Une variante augmente le risque de développer un glioblastome, un type particulièrement agressive de gliome avec une survie moyenne de seulement 10-15 mois après le diagnostic, par près d'un quart.
Les chercheurs ont déclaré que leurs résultats ont fourni de nouvelles preuves importantes pour une prédisposition héréditaire au gliome, et ont offert des indices potentiels sur la façon de traiter ou prévenir la maladie.
Les scientifiques à l'Institut de recherche sur le cancer, à Londres, dirigé une équipe internationale dans l'analyse de l'ADN de plus de 5.637 personnes qui avaient développé gliome, et en le comparant avec 9,158 personnes sans la maladie.
Leur étude, publiée aujourd'hui (jeudi) dans la revue Nature Communications, a été principalement financé par Cancer Research UK, le Wellcome Trust et la Fiducie DJ Fielding recherche médicale.
La recherche a ajouté analyse des nouveaux cas à une «méta-analyse» de quatre autres études précédentes, et a rassemblé des données à partir des gens atteints d'un gliome de l'Europe, les Etats-Unis et au Canada.
Chaque variante est une différence à une lettre dans le code de l'ADN qui augmente le risque de gliome chez ceux qui en ont. Cette étude porte le nombre total de variantes génétiques liées à gliome à 12.
Une variante a été associée à un risque accru de glioblastome de 23% - bien parce gliome est une maladie rare, le risque sous-jacent à toute personne reste faible. Cette variante est proche dans le code de l'ADN pour le gène codant pour l'ARN polymerase III, qui joue un rôle complexe dans la synthèse et la production de molécules messagères intra-cellulaires qui établissent d'autres protéines.
Les quatre autres variants génétiques ont été trouvés pour augmenter le risque de formes non-glioblastome moins agressives de gliome de près de cinq pour cent chacun.
Ceux-ci peuvent aussi agir par leur effet sur d'autres gènes voisins. Une variante a un lien fascinant avec un gène appelé VTI1A, qui est impliqué dans le développement du nerf et de la réponse cellulaire à l'insuline.
Etude leader professeur Richard Houlston, professeur de moléculaire et génétique des populations à l'Institut de recherche sur le cancer, à Londres, a déclaré: "Nous pensons que notre étude est la plus importante jamais réalisée de la génétique des gliomes - la forme la plus commune de cancer du cerveau - et il fournit des preuves solides que la susceptibilité à la maladie est en partie héréditaire.
«Un des facteurs de risque, nous avons identifié est lié à tout un hasard considérablement accru de développer un glioblastome, un type particulièrement agressive de cancer du cerveau.

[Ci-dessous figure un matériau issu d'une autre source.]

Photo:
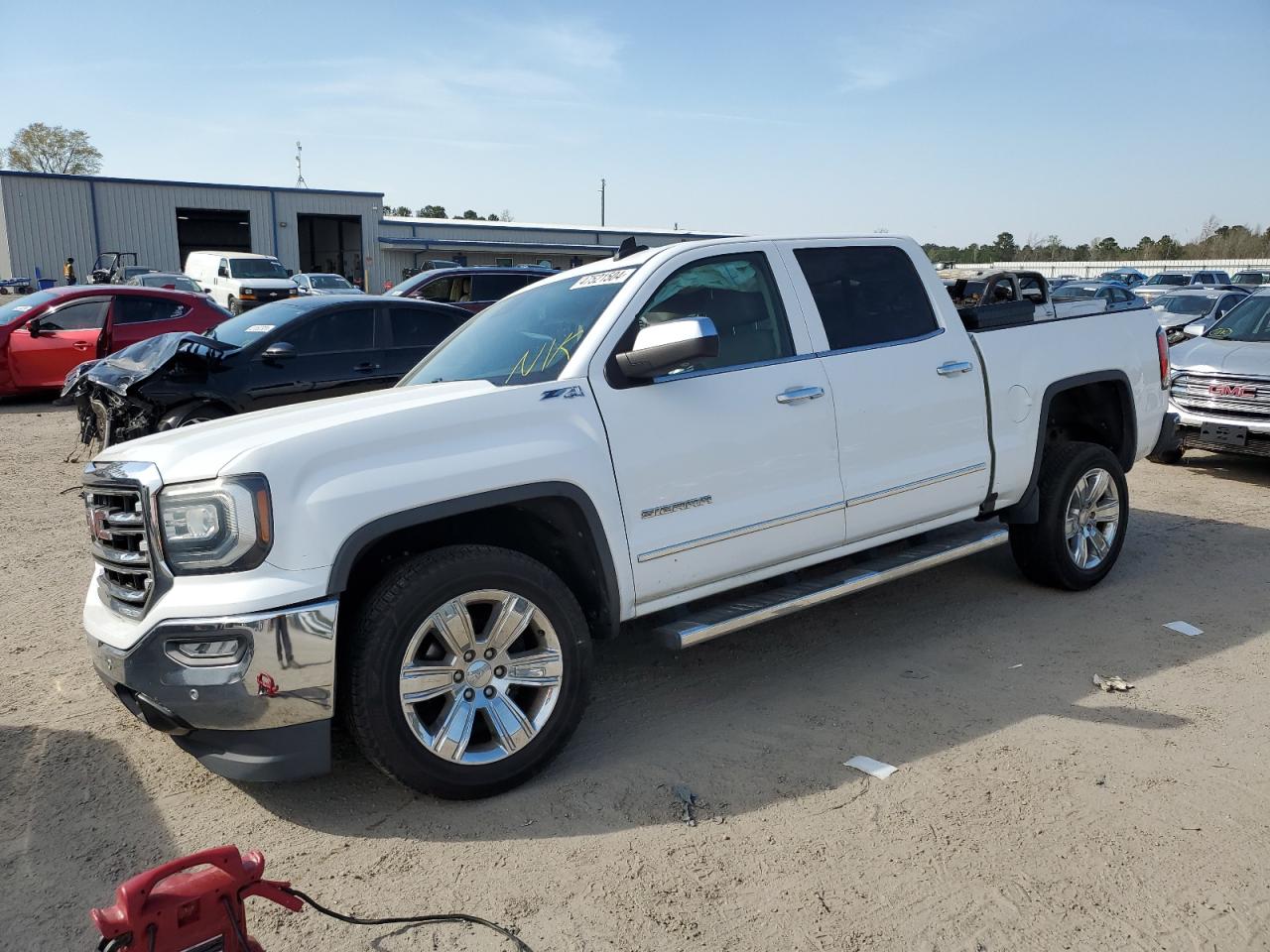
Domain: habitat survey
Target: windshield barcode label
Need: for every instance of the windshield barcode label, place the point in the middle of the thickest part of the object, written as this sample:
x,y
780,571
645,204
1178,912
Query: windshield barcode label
x,y
590,281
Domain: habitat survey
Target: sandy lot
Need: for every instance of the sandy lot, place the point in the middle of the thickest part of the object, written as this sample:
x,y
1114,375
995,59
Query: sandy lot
x,y
1029,811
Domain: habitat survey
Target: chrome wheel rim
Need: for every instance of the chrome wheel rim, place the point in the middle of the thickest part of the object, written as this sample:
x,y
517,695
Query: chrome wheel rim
x,y
1092,518
480,676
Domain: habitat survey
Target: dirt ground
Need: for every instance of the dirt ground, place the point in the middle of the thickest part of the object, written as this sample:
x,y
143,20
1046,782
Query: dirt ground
x,y
1029,810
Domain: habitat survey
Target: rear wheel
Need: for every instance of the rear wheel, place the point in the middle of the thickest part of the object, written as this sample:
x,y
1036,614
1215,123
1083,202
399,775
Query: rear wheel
x,y
468,670
191,414
1083,516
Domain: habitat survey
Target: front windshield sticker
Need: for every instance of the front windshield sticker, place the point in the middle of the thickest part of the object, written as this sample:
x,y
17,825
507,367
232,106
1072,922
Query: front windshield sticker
x,y
590,281
547,354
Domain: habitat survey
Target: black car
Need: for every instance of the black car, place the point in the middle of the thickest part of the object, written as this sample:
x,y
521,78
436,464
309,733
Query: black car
x,y
280,353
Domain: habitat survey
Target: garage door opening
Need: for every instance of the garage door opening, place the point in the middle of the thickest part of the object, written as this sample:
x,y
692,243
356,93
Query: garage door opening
x,y
212,230
330,244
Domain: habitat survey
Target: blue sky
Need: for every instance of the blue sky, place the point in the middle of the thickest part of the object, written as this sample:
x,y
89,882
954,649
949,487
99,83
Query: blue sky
x,y
945,121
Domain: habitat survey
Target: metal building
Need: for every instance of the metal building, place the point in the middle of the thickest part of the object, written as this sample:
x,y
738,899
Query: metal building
x,y
46,218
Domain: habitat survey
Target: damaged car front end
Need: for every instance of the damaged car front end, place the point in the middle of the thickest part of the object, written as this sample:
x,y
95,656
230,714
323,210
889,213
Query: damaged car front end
x,y
114,398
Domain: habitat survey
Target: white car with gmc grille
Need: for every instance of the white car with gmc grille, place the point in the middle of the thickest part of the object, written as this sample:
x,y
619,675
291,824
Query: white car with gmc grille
x,y
674,444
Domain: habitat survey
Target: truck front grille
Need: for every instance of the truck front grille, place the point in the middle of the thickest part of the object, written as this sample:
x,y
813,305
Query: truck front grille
x,y
1227,397
117,530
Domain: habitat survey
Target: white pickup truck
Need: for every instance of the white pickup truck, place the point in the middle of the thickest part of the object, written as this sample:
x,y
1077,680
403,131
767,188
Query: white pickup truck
x,y
685,440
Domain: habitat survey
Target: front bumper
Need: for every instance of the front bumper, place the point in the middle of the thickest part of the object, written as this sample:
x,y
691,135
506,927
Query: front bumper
x,y
259,715
1191,433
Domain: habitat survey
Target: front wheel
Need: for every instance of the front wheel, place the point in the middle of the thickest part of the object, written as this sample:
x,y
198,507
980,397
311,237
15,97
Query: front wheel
x,y
468,670
1083,516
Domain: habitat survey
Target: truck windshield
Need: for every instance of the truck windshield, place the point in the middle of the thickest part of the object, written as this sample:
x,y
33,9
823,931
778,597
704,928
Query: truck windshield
x,y
1247,321
13,309
257,268
526,338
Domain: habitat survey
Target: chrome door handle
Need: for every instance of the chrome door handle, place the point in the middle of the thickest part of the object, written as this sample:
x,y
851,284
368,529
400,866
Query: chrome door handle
x,y
797,395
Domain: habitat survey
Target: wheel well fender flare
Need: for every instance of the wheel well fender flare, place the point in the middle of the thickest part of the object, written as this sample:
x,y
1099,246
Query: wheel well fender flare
x,y
366,536
1026,509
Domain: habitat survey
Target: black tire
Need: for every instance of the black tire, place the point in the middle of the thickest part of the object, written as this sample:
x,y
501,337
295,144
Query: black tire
x,y
398,607
1042,548
191,414
1167,457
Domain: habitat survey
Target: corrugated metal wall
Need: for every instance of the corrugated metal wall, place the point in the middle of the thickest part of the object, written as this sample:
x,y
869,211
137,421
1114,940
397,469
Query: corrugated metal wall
x,y
48,221
143,218
51,217
5,266
365,207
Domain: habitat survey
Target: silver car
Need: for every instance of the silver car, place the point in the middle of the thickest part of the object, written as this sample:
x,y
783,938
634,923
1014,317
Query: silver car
x,y
1118,298
322,285
1219,388
1196,308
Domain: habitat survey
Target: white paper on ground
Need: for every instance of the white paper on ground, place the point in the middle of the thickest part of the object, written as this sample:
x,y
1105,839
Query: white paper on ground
x,y
1185,629
874,769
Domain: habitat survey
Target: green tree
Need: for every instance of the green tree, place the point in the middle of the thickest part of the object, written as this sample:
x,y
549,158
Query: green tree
x,y
1005,248
56,149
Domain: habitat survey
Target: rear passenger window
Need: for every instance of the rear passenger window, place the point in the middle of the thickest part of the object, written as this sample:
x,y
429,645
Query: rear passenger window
x,y
495,287
334,333
739,298
140,309
866,295
421,326
436,290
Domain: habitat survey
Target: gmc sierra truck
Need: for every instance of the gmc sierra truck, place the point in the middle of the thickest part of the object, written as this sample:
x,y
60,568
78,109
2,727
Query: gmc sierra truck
x,y
684,442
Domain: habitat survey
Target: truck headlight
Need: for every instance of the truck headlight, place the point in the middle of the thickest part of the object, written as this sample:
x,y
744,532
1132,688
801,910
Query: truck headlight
x,y
216,526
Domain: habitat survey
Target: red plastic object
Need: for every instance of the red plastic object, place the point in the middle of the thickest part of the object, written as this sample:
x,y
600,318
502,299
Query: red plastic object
x,y
182,902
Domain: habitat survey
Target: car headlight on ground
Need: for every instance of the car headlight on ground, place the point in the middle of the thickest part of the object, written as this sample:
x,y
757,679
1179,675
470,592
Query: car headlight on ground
x,y
216,526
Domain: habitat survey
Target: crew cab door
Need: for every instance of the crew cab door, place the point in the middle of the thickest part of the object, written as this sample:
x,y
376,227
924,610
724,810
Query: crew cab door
x,y
908,391
334,354
729,466
67,336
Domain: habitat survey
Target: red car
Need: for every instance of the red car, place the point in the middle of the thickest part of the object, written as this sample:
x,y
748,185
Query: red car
x,y
45,335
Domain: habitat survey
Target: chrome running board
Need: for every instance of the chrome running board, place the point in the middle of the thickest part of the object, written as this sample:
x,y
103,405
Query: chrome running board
x,y
817,585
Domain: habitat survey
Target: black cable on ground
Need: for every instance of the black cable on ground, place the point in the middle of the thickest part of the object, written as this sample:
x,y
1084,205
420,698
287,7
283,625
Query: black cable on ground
x,y
413,919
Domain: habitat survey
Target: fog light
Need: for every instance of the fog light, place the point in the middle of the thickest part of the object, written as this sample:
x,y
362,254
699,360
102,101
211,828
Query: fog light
x,y
206,652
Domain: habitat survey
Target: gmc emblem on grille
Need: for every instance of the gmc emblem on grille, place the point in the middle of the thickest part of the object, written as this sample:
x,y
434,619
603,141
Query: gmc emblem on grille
x,y
96,526
1230,390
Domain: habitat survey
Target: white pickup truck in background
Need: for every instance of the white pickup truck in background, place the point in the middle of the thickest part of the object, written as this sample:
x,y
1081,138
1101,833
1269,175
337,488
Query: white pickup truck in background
x,y
688,440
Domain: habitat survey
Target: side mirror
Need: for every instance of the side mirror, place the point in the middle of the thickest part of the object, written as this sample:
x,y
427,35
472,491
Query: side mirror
x,y
663,347
282,350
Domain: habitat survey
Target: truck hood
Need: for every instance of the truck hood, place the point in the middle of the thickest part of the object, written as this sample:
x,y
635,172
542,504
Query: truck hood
x,y
209,448
1237,357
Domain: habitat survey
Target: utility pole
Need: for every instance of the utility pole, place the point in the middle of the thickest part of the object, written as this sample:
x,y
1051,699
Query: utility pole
x,y
300,172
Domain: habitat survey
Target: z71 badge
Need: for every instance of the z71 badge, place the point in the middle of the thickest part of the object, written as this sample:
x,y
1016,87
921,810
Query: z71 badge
x,y
676,507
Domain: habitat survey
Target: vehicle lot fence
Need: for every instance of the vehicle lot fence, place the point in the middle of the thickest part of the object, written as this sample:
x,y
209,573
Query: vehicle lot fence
x,y
1088,270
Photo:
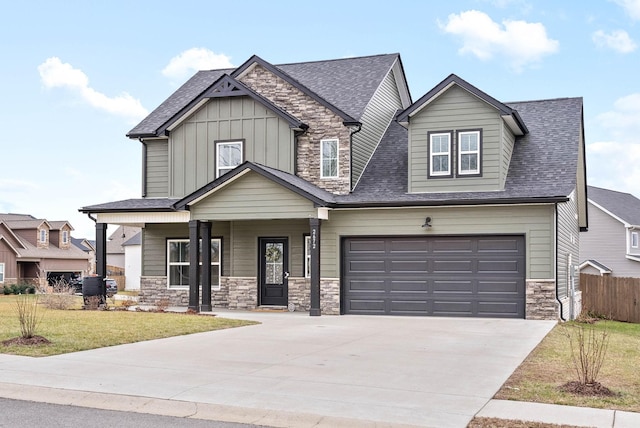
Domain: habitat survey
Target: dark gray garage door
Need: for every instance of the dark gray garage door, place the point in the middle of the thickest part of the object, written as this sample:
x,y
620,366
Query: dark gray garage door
x,y
474,276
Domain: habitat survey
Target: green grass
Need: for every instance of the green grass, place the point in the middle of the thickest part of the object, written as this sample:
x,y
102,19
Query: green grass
x,y
549,366
78,330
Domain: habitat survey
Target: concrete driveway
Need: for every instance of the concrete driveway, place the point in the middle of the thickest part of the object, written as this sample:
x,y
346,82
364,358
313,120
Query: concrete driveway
x,y
294,370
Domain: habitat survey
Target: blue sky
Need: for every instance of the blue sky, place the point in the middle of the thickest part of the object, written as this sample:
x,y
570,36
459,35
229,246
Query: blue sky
x,y
77,75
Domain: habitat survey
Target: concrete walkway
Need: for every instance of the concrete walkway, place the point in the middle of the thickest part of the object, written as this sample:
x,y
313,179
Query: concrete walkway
x,y
296,370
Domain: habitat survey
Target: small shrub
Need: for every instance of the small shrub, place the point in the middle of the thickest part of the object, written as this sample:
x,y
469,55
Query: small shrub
x,y
162,304
588,350
28,315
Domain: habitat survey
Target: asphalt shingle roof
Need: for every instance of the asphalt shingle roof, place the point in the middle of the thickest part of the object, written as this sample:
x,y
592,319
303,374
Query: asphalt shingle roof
x,y
347,83
623,205
543,165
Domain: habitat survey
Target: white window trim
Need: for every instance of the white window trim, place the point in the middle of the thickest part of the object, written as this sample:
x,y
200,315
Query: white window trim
x,y
432,154
307,256
467,152
226,169
322,157
169,264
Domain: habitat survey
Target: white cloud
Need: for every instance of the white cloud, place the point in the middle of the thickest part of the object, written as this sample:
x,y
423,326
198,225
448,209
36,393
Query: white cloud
x,y
188,62
623,122
521,43
56,74
618,40
632,7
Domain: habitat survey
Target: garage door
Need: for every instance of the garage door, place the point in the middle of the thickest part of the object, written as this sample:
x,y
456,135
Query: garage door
x,y
471,276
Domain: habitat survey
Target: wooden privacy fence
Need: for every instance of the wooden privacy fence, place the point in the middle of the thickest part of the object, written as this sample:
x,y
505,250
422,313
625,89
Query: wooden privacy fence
x,y
613,297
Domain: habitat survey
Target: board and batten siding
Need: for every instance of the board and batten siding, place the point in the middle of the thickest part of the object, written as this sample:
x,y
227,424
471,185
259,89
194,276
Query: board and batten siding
x,y
268,140
157,173
376,118
456,110
568,243
154,245
252,197
535,222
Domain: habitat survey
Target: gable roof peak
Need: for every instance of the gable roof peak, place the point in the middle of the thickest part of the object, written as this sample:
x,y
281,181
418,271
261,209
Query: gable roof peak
x,y
509,114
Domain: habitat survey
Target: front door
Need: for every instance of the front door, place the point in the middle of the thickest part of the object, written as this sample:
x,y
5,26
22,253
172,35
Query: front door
x,y
273,271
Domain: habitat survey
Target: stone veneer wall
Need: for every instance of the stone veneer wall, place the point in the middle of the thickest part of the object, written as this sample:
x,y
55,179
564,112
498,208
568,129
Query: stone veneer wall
x,y
323,124
153,289
540,298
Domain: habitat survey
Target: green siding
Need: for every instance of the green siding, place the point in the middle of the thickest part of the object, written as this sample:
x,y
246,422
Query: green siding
x,y
536,222
154,245
568,243
268,141
253,197
455,110
376,118
157,168
240,257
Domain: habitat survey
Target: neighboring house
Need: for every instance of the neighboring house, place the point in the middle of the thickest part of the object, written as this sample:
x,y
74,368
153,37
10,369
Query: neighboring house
x,y
321,187
36,250
89,247
612,244
133,262
115,246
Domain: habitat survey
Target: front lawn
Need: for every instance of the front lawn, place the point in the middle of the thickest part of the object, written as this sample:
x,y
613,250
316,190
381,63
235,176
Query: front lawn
x,y
78,330
549,366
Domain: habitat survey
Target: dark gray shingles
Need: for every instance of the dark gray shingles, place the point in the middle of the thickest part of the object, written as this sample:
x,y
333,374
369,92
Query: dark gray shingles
x,y
543,165
176,101
152,204
622,205
346,83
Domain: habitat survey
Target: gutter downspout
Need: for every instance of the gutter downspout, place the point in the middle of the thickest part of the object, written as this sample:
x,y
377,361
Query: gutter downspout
x,y
556,258
144,167
353,132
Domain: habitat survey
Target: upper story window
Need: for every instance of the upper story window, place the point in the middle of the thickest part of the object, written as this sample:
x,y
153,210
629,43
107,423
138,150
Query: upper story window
x,y
178,263
229,154
469,152
440,154
329,159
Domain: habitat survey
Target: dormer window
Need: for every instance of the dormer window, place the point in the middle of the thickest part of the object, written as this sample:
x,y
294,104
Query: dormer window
x,y
329,159
469,152
440,154
229,154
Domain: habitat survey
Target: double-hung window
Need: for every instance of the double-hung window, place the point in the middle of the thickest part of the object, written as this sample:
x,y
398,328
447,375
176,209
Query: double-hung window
x,y
229,154
329,158
178,263
440,154
469,152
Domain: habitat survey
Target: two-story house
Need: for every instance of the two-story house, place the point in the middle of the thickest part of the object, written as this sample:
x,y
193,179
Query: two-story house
x,y
321,187
612,244
35,251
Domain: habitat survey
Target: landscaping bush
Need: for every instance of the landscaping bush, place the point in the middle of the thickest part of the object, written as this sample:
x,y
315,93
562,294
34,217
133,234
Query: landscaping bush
x,y
19,289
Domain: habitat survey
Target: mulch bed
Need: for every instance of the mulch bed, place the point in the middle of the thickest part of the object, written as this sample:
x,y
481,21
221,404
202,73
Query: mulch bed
x,y
29,341
595,389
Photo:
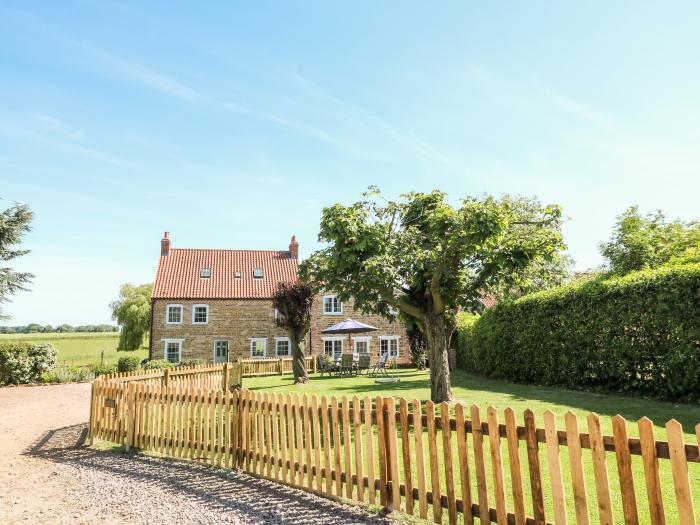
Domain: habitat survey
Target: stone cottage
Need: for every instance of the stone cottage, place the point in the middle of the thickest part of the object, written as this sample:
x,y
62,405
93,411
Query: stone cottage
x,y
216,305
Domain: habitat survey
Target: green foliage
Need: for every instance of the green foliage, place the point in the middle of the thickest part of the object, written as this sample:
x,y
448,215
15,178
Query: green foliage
x,y
22,363
157,364
192,362
128,363
292,303
133,313
100,370
14,223
650,241
69,374
427,258
637,333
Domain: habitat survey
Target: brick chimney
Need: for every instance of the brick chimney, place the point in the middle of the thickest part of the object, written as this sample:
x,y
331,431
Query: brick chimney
x,y
294,248
165,244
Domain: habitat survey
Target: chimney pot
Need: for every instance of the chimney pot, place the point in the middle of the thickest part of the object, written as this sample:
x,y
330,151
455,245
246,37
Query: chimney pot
x,y
165,244
294,248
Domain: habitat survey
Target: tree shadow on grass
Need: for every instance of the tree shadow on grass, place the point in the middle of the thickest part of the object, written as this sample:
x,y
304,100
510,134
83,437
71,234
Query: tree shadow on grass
x,y
233,494
581,401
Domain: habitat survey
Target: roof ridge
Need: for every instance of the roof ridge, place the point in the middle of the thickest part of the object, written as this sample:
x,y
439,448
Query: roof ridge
x,y
230,250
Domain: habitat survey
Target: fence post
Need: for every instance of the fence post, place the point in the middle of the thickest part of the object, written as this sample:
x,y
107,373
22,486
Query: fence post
x,y
226,378
131,415
385,467
92,413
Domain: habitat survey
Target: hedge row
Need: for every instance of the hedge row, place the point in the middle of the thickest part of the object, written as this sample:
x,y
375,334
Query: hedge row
x,y
22,363
639,333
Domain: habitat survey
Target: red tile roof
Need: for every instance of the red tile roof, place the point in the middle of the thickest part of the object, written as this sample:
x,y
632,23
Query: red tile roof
x,y
178,274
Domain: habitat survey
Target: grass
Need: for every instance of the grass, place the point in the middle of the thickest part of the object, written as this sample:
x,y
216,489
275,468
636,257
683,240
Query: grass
x,y
472,389
80,349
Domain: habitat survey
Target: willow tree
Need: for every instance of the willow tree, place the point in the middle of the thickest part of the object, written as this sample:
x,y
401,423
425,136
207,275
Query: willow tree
x,y
428,259
292,303
132,311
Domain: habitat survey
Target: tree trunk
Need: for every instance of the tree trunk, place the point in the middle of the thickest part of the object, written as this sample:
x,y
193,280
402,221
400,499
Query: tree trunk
x,y
298,361
437,338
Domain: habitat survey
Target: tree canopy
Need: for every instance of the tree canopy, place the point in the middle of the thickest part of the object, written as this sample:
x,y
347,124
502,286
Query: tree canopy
x,y
428,259
648,241
132,311
15,221
292,303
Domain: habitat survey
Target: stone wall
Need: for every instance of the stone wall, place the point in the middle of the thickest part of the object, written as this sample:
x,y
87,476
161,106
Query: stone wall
x,y
239,320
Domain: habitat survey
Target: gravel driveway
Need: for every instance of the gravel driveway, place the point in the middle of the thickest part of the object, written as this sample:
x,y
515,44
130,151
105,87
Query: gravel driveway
x,y
48,477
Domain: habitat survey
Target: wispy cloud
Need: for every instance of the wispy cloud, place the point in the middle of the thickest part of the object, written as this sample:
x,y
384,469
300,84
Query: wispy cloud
x,y
56,126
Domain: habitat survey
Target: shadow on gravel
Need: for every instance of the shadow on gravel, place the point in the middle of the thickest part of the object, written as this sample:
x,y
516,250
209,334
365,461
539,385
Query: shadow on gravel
x,y
234,494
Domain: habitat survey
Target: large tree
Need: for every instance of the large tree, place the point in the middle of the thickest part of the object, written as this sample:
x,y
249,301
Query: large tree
x,y
132,311
14,223
648,241
428,259
292,303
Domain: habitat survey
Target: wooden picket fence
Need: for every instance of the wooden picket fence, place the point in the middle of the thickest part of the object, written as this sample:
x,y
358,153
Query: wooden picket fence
x,y
423,459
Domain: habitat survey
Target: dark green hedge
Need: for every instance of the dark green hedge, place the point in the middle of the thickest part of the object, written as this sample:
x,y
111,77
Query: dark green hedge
x,y
639,333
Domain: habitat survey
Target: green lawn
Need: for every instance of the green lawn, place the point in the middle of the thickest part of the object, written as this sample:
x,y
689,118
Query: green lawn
x,y
79,349
472,389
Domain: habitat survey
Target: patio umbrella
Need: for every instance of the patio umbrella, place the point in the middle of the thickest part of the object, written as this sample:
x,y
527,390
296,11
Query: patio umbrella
x,y
349,326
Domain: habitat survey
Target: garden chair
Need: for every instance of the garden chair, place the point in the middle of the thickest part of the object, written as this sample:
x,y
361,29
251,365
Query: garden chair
x,y
325,364
363,363
347,364
379,366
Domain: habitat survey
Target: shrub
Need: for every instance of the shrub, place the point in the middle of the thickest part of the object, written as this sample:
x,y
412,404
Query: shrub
x,y
192,362
156,364
22,362
69,374
128,363
100,370
639,333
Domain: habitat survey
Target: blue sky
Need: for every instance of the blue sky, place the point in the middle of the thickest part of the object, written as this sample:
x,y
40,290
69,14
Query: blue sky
x,y
232,125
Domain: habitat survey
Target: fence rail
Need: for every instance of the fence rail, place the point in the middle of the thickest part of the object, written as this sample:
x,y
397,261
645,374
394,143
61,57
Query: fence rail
x,y
431,460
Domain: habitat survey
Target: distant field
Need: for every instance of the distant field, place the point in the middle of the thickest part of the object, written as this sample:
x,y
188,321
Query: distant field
x,y
80,348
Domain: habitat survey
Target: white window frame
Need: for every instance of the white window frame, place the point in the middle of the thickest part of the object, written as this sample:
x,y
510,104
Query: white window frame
x,y
166,342
289,343
194,309
256,340
334,338
390,338
167,313
362,339
228,349
332,296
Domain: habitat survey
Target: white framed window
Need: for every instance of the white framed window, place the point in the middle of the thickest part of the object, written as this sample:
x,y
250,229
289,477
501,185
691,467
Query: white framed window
x,y
172,350
258,347
173,314
389,344
361,344
283,348
331,305
200,313
220,351
333,346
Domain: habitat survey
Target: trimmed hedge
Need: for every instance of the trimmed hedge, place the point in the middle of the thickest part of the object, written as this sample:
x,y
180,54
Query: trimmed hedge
x,y
639,333
128,363
22,362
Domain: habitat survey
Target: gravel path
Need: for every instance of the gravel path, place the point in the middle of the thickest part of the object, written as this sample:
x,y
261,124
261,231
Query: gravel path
x,y
48,477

Notre étude apporte un nouvel éclairage sur la biologie des gliomes, et pourrait fournir des indices sur la raison pour laquelle la maladie se développe, et comment elle peut être traité ou prévenu ".
Dr Aine McCarthy, la science agent d'information au Cancer Research UK, a déclaré: «Ces résultats sont passionnants parce que l'identification des erreurs génétiques qui augmentent le risque de gliome pourrait être une première étape essentielle vers le développement de nouveaux traitements contre la maladie de construction sur ces résultats et déterminer la. rôle exact de ces modifications génétiques jouent dans le développement de gliome pourrait aider les médecins à personnaliser le traitement de la maladie dans l'avenir et sauver plus de vies ".